Is the patient cured after or because of the medicine? There has to be an apparent causal relationship between the medicine and an effect. The judgement about this causal relationship depends on 'knowledge about the world'; an expectation about the chance of spontaneous recovery and the spontaneous course of illness based on experience in daily practice. Such knowledge is often not founded on epidemiological data. Furthermore there is the role of placebo effects. A result of treatment of +3 or+4 according to the GHHOS scale increases our opinion that the cure was caused by the treatment, but the natural course of disease is even more important. Most practitioners will see the recovery of an acute illness as spontaneous, but when a patient suffering from, say, emphysema experiences a substantial and lasting improvement in functionality after a certain therapy we strongly suspect a causal relationship. In daily practice each practitioner makes an (implicit) estimate of an effect, based on clinical experience. At the moment there is no objective scale to replace this intuitive procedure.
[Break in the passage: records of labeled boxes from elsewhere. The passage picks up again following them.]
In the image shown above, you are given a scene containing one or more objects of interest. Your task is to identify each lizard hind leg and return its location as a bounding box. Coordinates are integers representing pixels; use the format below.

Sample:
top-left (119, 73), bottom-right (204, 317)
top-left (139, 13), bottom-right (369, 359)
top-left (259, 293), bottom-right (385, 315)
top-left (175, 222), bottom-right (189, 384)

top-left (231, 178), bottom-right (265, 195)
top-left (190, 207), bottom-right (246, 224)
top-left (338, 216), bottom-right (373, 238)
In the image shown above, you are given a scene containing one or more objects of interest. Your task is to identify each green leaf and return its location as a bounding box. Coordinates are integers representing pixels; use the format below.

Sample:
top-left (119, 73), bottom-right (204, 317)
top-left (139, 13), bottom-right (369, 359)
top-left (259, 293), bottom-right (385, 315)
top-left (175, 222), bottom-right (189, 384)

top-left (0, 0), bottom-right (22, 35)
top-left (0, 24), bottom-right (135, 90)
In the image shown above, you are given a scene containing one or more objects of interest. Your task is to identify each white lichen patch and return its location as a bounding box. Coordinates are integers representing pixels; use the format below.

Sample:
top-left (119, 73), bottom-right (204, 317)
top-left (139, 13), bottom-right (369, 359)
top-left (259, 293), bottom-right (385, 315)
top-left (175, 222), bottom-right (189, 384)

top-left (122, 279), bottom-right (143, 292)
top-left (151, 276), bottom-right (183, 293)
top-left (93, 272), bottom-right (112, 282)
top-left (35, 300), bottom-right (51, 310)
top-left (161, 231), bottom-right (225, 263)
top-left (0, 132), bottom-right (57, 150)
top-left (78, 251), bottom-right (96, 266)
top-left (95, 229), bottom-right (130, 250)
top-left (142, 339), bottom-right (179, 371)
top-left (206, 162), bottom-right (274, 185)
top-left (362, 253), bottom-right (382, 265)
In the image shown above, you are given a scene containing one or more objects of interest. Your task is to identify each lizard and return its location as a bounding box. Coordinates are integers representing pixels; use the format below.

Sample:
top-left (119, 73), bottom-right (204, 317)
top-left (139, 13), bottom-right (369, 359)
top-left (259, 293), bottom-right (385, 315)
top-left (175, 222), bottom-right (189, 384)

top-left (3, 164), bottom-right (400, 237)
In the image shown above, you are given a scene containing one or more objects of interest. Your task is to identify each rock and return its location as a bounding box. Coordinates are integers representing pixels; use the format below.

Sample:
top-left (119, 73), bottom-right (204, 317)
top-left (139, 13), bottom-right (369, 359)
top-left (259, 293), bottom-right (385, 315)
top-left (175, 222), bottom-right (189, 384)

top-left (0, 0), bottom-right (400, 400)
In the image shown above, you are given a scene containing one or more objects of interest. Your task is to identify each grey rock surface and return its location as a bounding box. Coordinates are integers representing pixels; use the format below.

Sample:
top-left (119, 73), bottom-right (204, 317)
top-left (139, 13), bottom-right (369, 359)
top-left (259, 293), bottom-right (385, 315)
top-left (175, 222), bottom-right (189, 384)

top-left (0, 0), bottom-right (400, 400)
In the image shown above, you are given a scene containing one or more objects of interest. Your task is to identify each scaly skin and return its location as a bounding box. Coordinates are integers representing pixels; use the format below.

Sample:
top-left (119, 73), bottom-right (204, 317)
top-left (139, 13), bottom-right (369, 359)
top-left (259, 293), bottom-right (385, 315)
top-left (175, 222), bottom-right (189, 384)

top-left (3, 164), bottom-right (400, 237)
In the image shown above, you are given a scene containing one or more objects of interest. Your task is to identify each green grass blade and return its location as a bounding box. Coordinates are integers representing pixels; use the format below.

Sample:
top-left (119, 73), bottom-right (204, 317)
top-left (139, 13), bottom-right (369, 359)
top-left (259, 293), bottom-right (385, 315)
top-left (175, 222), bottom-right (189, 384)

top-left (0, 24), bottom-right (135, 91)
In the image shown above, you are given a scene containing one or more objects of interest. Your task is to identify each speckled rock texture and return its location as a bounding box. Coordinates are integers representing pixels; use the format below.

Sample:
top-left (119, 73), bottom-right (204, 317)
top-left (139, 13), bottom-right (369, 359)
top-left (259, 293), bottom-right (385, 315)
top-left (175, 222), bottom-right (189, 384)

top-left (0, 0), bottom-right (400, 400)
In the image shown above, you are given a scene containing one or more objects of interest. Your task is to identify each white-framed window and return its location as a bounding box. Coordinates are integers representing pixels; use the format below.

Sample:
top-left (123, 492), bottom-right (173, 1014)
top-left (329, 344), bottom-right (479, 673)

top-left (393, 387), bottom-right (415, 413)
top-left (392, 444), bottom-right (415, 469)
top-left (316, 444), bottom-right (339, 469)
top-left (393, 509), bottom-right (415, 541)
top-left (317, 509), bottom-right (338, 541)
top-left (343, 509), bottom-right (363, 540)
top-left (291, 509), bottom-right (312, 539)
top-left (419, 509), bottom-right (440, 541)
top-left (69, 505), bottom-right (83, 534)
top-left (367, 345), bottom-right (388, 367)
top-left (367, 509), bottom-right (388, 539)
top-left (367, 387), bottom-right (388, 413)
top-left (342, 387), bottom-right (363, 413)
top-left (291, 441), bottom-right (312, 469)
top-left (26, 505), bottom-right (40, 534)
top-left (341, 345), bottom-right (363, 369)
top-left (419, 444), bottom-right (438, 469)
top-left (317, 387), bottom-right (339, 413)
A physician can get an idea about the action of a medicine in a case by reading a full and adequate description. It would be desirable to standardise the description of cases. Each case-description should include a paragraph containing the following:

Consensus

Our GS, ie our assessment of result whether the therapy resulted in a cure, relies mainly on consensus. But how reliable is the consensus process? The consensus procedure is not uncommon in medicine, because there is insufficient evidence for many health problems. Even if there is evidence, medical practice varies widely over the world indicating that consensus (and evidence-based medicine) is not an infallible system.(14) Efforts have been made to improve this situation, for instance by the American Institute of Medicine (IOM).(15) The IOM has proposed a list of eight desirable attributes for clinical practice guidelines: 1. Validity. 2. Reliability/ reproducibility. 3. Clinical applicability. 4. Clinical flexibility. 5. Clarity. 6. Multidisciplinary process. 7. Scheduled review. 8. Documentation. 'Validity' is explained as: "Practice guidelines are valid if, when followed, they lead to the health and cost outcomes projected for them. A prospective assessment of validity will consider the substance and quality of the evidence cited, the means used to evaluate the evidence, and the relationship between the evidence and recommendations. Practice guidelines should be accompanied by descriptions of the strength of evidence and the expert judgement behind them". 'Reliability and Reproducibility' is explained as: "Practice guidelines are reproducible and reliable (1) if - given the same evidence and methods for guidelines development - another set of experts produce essentially the same statements and (2) if - given the same clinical circumstances - the guidelines are interpreted and applied consistently by practitioners".

Nevertheless consensus is an inevitable and accepted process in defining GS. There is also statistical theory about consensus and models to assess rater performance. This theory states that the accuracy of a research is a function of the number of raters and the agreement between raters. Such models appear to be robust even with bias of raters.(16) In our research we already need more raters because of the required large number of data. Therefore we believe that consensus meetings must accompany LR investigation where cases are discussed to reach agreement about criteria for 'cure'. The investigation will last several years and in the meantime data from all participating practices will be gathered. Probably this will reveal differences in interpretation of 'cure'. These differences must be discussed to reach better consensus. The description of this consensus should spread in the homeopathic community and lead to further discussion.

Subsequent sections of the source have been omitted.